Skip to main content

Start with a simple tech stack

Luckily, setting up the tech stack for bioinformatics isn't as hard as it used to be. The tooling for bioinformatics pipelines has evolved significantly in the past five years.

Without version control or a workflow manager, new bioinformatics teams struggle. Putting a workflow manager in place, version control, and basic computing infrastructure are all essential. Here are the four most non-controversial stacks I see:

  • Nextflow or Snakemake launched through the command-line, using the executor plugins for cloud execution.
  • Nextflow or Snakemake on a long-lived single-server – usually a low-cost server provider like Hetzner or an existing lab server.
  • Nextflow with Seqera Tower (formerly Nextflow Tower).
  • Snakemake with FlowDeploy.

Version control is almost always managed with git and GitHub.

tip

In your first few months, it's hard to accurately invest in infrastructure. Your first hires and projects might have wildly different needs than you expect.
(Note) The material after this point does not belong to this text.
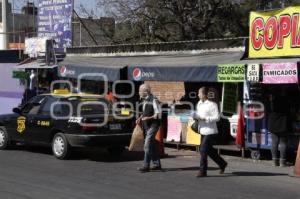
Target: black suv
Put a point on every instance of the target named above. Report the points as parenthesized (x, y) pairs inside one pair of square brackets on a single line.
[(65, 121)]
Try to avoid prematurely optimizing for their expected needs.

Some common mistakes:

  • Buying servers in the first few months to optimize for cost.
  • Prematurely optimizing for scale.
  • Going all-in on a language or platform that will push away future hires. Some workflow languages, for example, are strongly disliked by a subset of hires. Closed-source platforms that limit flexibility are also a turn-off for many bioinformaticians.